According to the Centers for Disease Control and Prevention, between 2007 and 2017 there was an increase in the rate of suicides by 56%.
Kinzey Schreiber, a senior history major, compared the statistics to the snap of Marvel’s Thanos, who could make half of the universe disappear with a snap.
“That’s Thanos snapping us away,” she said.
She has faced undiagnosed anxiety, and though she is not personally affected by other illnesses, she recognizes it can be a major part in others' lives.
“I am shocked, and I wonder what makes the statistics that age range because there’s so many different identities that could be experienced within that … I wonder today what makes that age range what it is,” she said.
Schreiber also said she has had family and friends affected by mental illness and has become more sympathetic to those who are crucially suffering.
“I feel like hearing the statistics gives me more compassion for people … it gives me more compassion to be kinder to people. I don’t know what you’re going through, but I am able to empathize,” she said.
The other data presented from the CDC ranged specifically between the ages of 10 to 24 year olds, with other numbers that broke down into sub-statistics. In the report, it was stated that between 2007 and 2013, the youth suicide rate rose 3% per year, then between 2013 and 2017, the number rose 7%.
“It’s so sad, but I definitely believe it because of the things we see on social media or the things we have experienced,” Stephanie Cotrone, a junior tourism, hospitality and event management major, said.

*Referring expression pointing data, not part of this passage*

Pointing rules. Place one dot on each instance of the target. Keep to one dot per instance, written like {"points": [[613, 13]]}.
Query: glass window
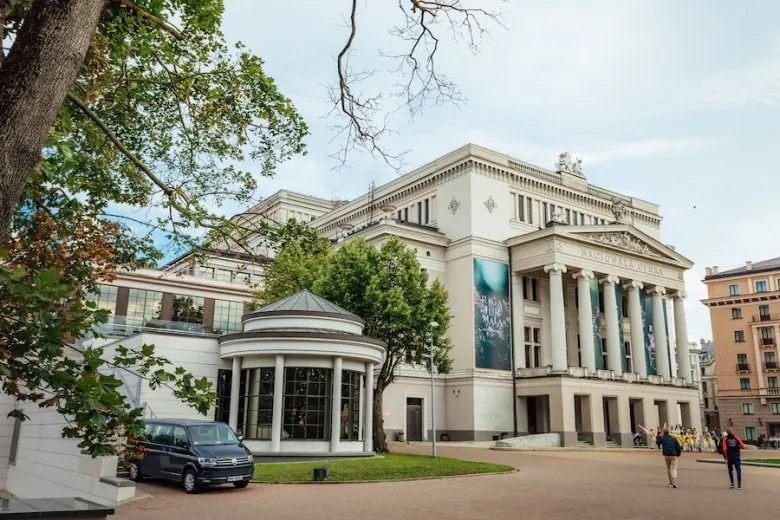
{"points": [[180, 437], [350, 405], [143, 306], [257, 394], [188, 309], [105, 297], [307, 403], [227, 316]]}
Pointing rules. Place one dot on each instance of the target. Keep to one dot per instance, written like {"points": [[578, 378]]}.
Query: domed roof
{"points": [[302, 304]]}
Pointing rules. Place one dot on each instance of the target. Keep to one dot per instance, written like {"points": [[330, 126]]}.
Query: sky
{"points": [[673, 102]]}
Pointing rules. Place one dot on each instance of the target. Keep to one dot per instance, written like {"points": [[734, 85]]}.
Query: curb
{"points": [[756, 464], [414, 479]]}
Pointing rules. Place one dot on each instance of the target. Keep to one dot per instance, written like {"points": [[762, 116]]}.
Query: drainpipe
{"points": [[512, 347]]}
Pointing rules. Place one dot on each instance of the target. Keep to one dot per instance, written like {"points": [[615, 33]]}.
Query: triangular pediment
{"points": [[629, 239]]}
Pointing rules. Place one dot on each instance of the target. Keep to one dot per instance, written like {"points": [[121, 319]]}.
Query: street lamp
{"points": [[433, 325]]}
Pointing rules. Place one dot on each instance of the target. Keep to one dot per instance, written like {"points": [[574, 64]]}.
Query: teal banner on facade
{"points": [[491, 315], [619, 297], [595, 308], [647, 320]]}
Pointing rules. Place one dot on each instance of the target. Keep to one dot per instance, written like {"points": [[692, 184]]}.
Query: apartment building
{"points": [[744, 305]]}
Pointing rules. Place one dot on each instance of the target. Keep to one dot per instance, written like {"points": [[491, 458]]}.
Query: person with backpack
{"points": [[671, 449], [731, 452]]}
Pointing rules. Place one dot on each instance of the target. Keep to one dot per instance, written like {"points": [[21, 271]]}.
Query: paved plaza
{"points": [[549, 485]]}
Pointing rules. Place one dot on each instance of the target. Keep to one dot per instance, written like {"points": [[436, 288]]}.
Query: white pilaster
{"points": [[518, 321], [585, 313], [614, 357], [368, 420], [557, 317], [662, 362], [335, 414], [681, 335], [276, 418], [638, 354], [235, 391]]}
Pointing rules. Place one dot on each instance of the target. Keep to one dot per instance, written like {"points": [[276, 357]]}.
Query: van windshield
{"points": [[212, 434]]}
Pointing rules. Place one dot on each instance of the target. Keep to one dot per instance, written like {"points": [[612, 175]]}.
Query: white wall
{"points": [[48, 466]]}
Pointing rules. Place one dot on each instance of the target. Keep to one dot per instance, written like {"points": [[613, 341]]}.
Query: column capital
{"points": [[610, 279], [633, 284], [560, 268], [656, 290], [585, 273]]}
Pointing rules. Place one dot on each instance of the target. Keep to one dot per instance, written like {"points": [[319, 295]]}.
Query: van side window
{"points": [[180, 437], [163, 434]]}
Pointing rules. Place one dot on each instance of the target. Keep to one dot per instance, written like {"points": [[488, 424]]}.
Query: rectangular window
{"points": [[307, 403], [521, 208], [227, 316]]}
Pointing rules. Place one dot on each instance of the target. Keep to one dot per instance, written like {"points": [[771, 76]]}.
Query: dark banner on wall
{"points": [[647, 319], [491, 315], [619, 297], [595, 308]]}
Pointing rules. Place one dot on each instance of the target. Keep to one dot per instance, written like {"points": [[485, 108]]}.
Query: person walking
{"points": [[671, 451], [731, 452]]}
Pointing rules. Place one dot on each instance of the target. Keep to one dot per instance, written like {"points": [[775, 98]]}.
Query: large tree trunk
{"points": [[35, 77], [380, 439]]}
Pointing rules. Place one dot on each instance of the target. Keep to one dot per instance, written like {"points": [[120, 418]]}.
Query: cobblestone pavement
{"points": [[549, 485]]}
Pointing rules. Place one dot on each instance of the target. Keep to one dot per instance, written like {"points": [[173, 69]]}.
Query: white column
{"points": [[614, 358], [335, 414], [518, 321], [638, 355], [662, 362], [585, 313], [368, 426], [681, 335], [235, 392], [276, 418], [557, 317]]}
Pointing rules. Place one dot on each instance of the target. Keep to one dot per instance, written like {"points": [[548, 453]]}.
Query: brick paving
{"points": [[548, 485]]}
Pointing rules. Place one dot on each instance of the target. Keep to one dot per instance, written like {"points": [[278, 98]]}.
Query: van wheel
{"points": [[135, 473], [190, 481]]}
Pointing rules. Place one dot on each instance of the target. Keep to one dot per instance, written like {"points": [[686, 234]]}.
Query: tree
{"points": [[387, 288]]}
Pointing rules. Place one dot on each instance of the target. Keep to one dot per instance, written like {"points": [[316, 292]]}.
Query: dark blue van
{"points": [[196, 453]]}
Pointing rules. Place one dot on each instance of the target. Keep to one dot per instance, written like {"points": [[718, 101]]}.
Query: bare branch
{"points": [[366, 117]]}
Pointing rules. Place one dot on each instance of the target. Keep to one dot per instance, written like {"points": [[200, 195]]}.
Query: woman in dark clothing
{"points": [[731, 452]]}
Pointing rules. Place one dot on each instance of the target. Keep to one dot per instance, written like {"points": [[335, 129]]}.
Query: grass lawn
{"points": [[389, 467]]}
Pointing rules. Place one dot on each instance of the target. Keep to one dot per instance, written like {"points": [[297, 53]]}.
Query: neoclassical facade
{"points": [[297, 378]]}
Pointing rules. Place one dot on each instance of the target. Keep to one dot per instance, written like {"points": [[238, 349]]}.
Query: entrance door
{"points": [[414, 419], [533, 426]]}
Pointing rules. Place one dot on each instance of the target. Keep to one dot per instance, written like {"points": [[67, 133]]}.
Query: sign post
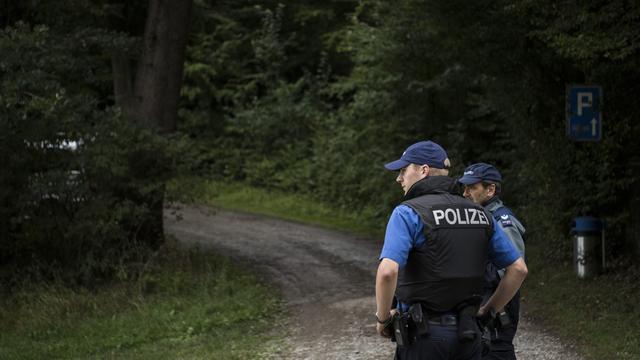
{"points": [[584, 113]]}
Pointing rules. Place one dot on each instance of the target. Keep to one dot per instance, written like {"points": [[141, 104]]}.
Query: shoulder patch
{"points": [[505, 220]]}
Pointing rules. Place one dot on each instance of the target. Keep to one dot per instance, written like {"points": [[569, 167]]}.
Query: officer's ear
{"points": [[491, 190]]}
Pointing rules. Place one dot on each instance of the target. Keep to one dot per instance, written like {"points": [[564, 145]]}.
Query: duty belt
{"points": [[444, 319]]}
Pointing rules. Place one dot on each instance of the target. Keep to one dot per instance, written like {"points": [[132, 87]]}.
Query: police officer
{"points": [[482, 185], [433, 259]]}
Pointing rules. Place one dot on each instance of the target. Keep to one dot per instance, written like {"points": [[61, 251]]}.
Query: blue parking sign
{"points": [[584, 112]]}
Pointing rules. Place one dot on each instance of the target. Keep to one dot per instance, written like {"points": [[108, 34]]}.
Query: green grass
{"points": [[186, 305], [601, 315], [287, 206]]}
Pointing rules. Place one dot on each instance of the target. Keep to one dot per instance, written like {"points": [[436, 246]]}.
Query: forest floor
{"points": [[326, 279]]}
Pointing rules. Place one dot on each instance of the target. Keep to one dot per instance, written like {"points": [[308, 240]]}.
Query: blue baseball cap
{"points": [[480, 172], [421, 153]]}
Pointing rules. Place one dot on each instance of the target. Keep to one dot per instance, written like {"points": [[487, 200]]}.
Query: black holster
{"points": [[409, 326], [468, 329]]}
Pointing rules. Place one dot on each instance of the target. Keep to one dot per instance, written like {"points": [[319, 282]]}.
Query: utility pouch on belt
{"points": [[419, 320], [467, 322], [503, 319], [400, 329]]}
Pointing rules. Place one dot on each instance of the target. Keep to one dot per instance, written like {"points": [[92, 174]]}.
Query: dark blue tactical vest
{"points": [[449, 268]]}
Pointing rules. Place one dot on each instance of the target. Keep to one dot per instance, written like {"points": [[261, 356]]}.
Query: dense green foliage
{"points": [[75, 176], [487, 80]]}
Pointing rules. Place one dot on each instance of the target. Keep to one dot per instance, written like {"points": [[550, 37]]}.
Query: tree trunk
{"points": [[159, 73], [150, 98]]}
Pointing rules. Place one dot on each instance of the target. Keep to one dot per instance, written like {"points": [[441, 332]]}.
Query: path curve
{"points": [[326, 279]]}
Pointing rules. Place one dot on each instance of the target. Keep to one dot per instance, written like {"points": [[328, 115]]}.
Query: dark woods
{"points": [[309, 97]]}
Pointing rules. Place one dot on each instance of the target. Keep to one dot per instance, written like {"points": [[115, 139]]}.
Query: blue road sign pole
{"points": [[584, 112]]}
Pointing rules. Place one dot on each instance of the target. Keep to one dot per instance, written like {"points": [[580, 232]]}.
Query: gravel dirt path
{"points": [[326, 279]]}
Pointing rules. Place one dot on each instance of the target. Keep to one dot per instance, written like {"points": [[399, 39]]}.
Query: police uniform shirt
{"points": [[508, 222], [406, 231]]}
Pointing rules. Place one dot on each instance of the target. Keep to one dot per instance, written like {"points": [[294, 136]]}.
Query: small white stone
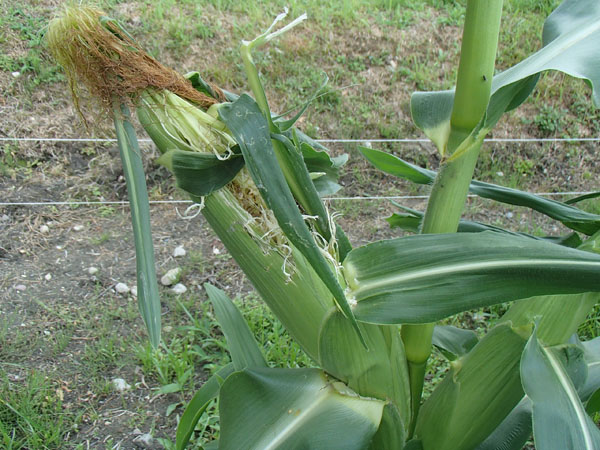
{"points": [[171, 277], [179, 251], [179, 289], [120, 384], [121, 288]]}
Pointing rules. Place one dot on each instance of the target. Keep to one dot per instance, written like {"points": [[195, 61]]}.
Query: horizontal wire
{"points": [[404, 141], [156, 202]]}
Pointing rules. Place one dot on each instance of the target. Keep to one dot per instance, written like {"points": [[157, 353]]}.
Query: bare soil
{"points": [[48, 298]]}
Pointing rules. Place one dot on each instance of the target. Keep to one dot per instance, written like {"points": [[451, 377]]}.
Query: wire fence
{"points": [[323, 141], [348, 141]]}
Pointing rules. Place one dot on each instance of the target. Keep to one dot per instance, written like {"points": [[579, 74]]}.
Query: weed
{"points": [[549, 120], [31, 413]]}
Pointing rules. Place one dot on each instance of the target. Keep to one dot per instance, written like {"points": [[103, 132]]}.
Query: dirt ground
{"points": [[55, 312]]}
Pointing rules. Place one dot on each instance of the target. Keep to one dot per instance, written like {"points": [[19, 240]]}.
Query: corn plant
{"points": [[366, 316]]}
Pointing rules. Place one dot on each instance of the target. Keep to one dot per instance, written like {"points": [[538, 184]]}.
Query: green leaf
{"points": [[200, 85], [570, 38], [198, 405], [200, 174], [513, 432], [380, 372], [319, 161], [242, 346], [285, 125], [251, 130], [169, 388], [311, 201], [294, 409], [570, 216], [453, 342], [424, 278], [558, 316], [559, 418], [480, 390], [580, 198], [411, 221], [592, 357], [133, 169]]}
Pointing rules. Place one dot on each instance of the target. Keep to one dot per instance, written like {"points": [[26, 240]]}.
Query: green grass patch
{"points": [[31, 413]]}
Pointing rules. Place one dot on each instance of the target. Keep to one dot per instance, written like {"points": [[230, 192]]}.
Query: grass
{"points": [[31, 412], [375, 52]]}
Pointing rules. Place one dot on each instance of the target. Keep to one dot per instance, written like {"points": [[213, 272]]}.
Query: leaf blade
{"points": [[424, 278], [559, 418], [133, 169], [243, 348], [293, 409]]}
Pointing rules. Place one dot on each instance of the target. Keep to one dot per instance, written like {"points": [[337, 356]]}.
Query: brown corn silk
{"points": [[95, 51]]}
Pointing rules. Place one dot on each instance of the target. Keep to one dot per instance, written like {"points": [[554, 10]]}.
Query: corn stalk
{"points": [[252, 174]]}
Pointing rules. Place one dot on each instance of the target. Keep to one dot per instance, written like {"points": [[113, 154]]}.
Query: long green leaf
{"points": [[411, 221], [294, 409], [242, 346], [559, 418], [318, 161], [570, 39], [480, 390], [592, 357], [558, 316], [251, 131], [423, 278], [312, 201], [133, 169], [570, 216], [513, 432], [198, 404], [380, 372]]}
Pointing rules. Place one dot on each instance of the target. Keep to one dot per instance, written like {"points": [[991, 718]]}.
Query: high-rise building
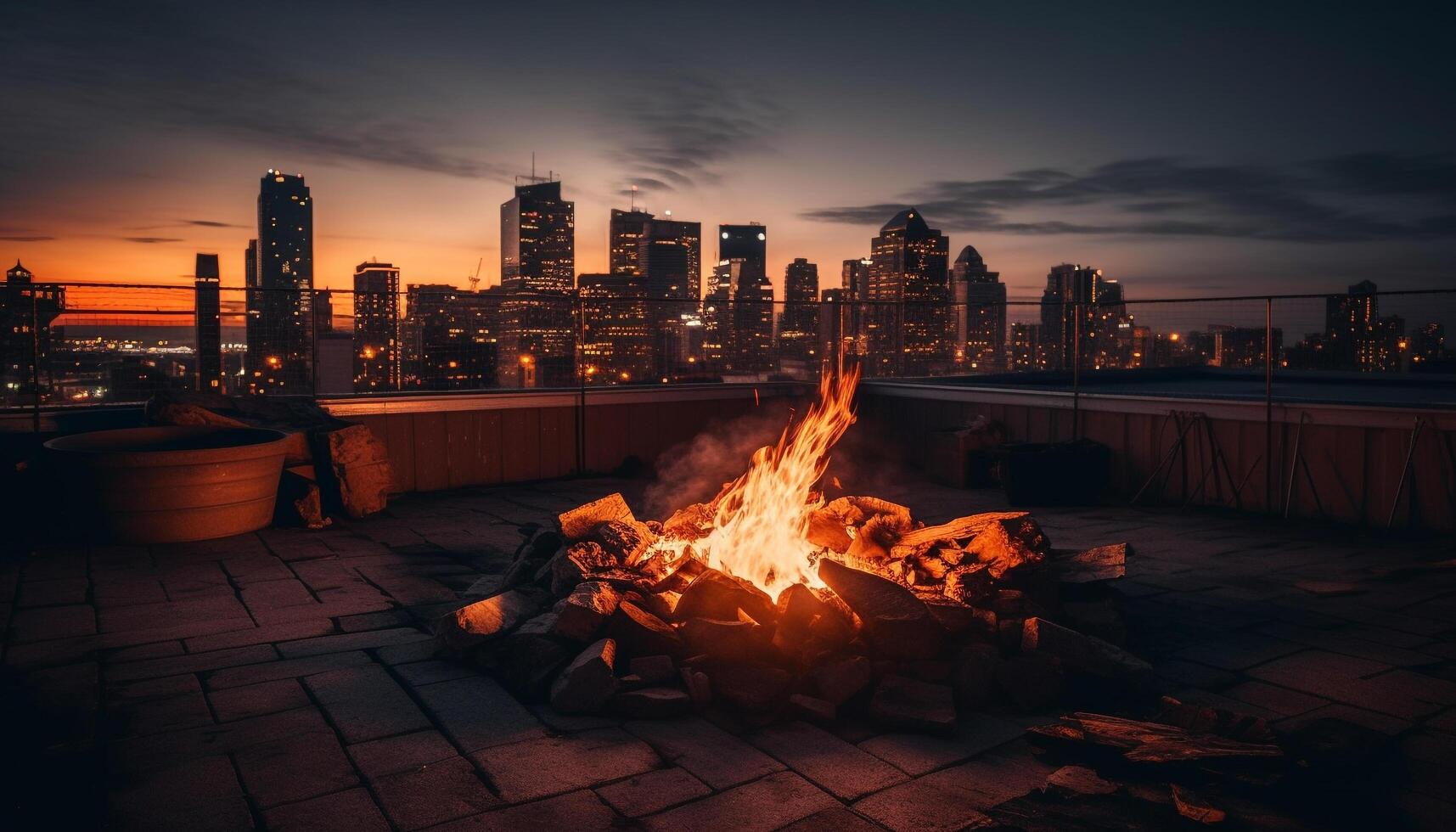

She organized This Is Me: Anxiety and Depression Awareness Event at BGSU on Oct. 26. She spoke about why she ran the event but also what her experience was like with mental illness.
“I’ve actually struggled with anxiety and depression before, and I’ve had friends who have, so I really wanted to bring awareness to. (The subject) was an avenue I’ve never really explored before, so I really wanted to learn more about it,” she said.
As the event was a part of Cotrone’s honors project, she brought her interests, experiences, the things she loves and her studies together for something that would bring awareness to the BGSU community.
“Just a lot of my loves kind of combined together,” she said.
Cotrone, in her own experience of coming to university, has faced different life events, which triggered her anxiety and depression, but sought out available resources at BGSU.
“We as college students are under so much stress and craziness, that I think sometimes it gets to me,” she said.
She recommends for students to utilize the available resources on campus like the Counseling Center or Falcon Health Center. She said whether it is to speak with a counselor or medical professionals, they’re great resources if students need help.
According to Business Insider, with the increased rate at which Americans are committing suicide, Gen Z may be facing a crisis worse than that of millineals. According to the Pew Research Center, in 2017, 13% of teenagers have reported they’ve experienced at least one major depressive episode. In 2007, around the time frame some millennials were in their teenage years, the number was 8%.
In looking at the statistics, Cotrone and Schreiber highlighted media may play a major part and people are affected by what they watch, see and listen to.
“I just wish the media had more compassion for individuals with mental illness,” Schreiber said. “Positive representation of mental illness should be a thing, and not like positive because mental illness is a good thing but because it’s a thing people deal with. It’s something people go through each day and carry. I just wish everyone would just be more compassionate about it. And understand their experience is not someone else’s, even if they have the same illness or are in the same situation.”
She also said each situation can be individualistic when it comes to mental health and how others struggle with it. Yet, the outcome is an issue when someone may take their own life regardless.
“Mental health looks different to everyone. … One person’s depression may look different than another person’s depression,” she said.
As the statistics are daunting for people and the struggle with mental health is not easy, Controne said there’s always an optimistic approach.
“It does get better and there’s always another sunny day coming, even if it’s cloudy and cold outside. … My mom always tells me you're just in a season. It always passes and always gets better, especially when there’s people to help you out,” she said.
If you or someone you know is struggling with depression or has had thoughts of harming themselves or taking their own life, reach out to the Wood County Crisis Line (419-502-4673) or The National Suicide Prevention Lifeline (1-800-273-8255).